When I was a child, I could see angels in the clouds. The day I ran away from school, after the woman at the gas station took me home, I laid on my bed and watched them out the window. That was the day my Daddy dropped me off at kindergarten late again. The day Sister Isabel said late comers would get in serious trouble.
I waited till my Daddy had driven his car out of the school parking lot; then, instead of pulling open the heavy door and going inside, I turned around and walked away.
I walked my five year old self across the busy intersection. Rush hour traffic. I walked as far as the culvert leading down to the river. The one the bridge crossed over, the one where my brother sat on the floor board in the back seat and squeezed his eyes closed every time daddy drove across. That one. I sat in the tall grass, and thought to myself: where should I go now? I’m stuck. A little thread of panic made my heart jump, and for a minute I thought I might cry.
I looked over my shoulder at the Phillips Sixty Six station on the corner. There were people there, so I got up and made my way toward them. My legs were itchy from the grass, and I was getting sweaty. I tried to unbutton my coat, but I couldn’t make my fingers work right.
I stepped onto the concrete and saw a lady with a little girl sitting in their car. The filling station guy was checking her oil. I wasn’t supposed to talk to strangers, but I thought a little girl’s Mama might be okay.
I wandered closer, stopped a little ways from the car, and stared. The woman was paying the gas station man when she saw me. She sat there for a minute, then she and her little girl got out of the car and came over to me. She said,
“Honey where’s your Mama?”
“At home,” I whispered.
“Do you know your address?”
“22336.”
“I don’t think that’s an address. Is that your phone number?” I was confused; I knew it was something, I just wasn’t sure what. I dropped my head, looked up at her under my eyelashes, and sucked my finger.
She must have decided she couldn’t leave me there, so she put me in the car with her little girl. I remember thinking she smelled like flowers. Her little girl had curly hair and dimples. Her bonnet matched her coat.
She gave us each a stick of Wrigleys Spearmint, and when we got to her house the lady called my mother at 22336. She wrote down my address, then she and her little girl carried me home.
When we got there my mother thanked the woman profusely, but once the door was closed behind them, she was furious.

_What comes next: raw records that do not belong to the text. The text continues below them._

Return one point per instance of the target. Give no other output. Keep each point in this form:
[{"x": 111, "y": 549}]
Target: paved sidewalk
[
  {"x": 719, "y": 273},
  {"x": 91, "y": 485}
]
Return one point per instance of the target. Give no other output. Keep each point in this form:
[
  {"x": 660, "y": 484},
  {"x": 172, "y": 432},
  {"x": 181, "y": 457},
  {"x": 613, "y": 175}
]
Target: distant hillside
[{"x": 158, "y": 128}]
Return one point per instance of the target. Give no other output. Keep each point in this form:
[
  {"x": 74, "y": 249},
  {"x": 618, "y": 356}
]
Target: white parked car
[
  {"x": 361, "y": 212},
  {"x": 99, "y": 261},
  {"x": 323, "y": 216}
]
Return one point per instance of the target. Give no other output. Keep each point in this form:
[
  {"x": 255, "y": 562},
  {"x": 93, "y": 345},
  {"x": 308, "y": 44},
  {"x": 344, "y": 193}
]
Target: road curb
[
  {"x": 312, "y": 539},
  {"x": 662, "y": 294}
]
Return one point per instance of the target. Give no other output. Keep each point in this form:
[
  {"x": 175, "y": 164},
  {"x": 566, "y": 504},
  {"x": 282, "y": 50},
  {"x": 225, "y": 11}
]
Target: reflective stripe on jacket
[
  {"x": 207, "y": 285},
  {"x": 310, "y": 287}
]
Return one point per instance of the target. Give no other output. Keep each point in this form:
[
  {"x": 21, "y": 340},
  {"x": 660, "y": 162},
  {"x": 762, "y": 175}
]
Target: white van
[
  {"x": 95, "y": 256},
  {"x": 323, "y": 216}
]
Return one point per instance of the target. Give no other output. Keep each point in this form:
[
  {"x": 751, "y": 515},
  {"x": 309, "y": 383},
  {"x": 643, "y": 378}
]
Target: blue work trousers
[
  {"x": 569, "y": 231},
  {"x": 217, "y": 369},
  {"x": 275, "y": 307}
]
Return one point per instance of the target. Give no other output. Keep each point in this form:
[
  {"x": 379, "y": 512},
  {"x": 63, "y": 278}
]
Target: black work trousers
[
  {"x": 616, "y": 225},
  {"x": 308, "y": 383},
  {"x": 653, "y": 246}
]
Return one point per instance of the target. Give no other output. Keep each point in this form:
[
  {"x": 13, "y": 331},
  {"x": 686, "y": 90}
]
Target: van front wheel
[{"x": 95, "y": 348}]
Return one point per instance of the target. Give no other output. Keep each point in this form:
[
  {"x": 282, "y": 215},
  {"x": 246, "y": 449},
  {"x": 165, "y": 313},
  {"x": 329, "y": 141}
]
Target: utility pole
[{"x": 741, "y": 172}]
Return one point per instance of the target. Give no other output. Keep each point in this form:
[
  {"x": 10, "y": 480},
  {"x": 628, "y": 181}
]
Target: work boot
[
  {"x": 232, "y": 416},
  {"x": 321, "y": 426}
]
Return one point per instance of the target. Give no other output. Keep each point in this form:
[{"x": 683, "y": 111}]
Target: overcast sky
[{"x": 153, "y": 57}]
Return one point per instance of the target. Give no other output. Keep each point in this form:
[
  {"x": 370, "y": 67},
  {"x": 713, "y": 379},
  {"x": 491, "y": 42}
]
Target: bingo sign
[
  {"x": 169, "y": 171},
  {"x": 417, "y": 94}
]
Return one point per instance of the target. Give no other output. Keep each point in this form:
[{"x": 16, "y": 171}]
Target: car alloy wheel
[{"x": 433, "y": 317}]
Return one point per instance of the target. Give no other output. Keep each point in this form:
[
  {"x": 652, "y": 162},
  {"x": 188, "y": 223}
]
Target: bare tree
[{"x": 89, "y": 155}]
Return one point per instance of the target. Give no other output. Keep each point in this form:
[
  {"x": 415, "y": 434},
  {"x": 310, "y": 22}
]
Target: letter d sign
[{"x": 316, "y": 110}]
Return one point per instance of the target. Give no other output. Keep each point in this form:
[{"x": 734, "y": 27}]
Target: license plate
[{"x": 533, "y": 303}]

We were Catholics, and that woman was the wife of a Protestant preacher, how could I have embarrassed her like that? She frowned, held her hand under my chin, and made me spit my gum out.
It was Mama’s laundry day; she stripped off my clothes down to my undershirt, painties, and socks. She told me to go get on my bed and stay there. The sheets were being washed, so I laid down on the mattress pad and scooched over to look out the window. That’s when I saw them. The angels. I’d seen them before. But today, more than ever, I was glad they were there. And given the adventure I’d just been through, it seems pretty clear they’d been with me all along.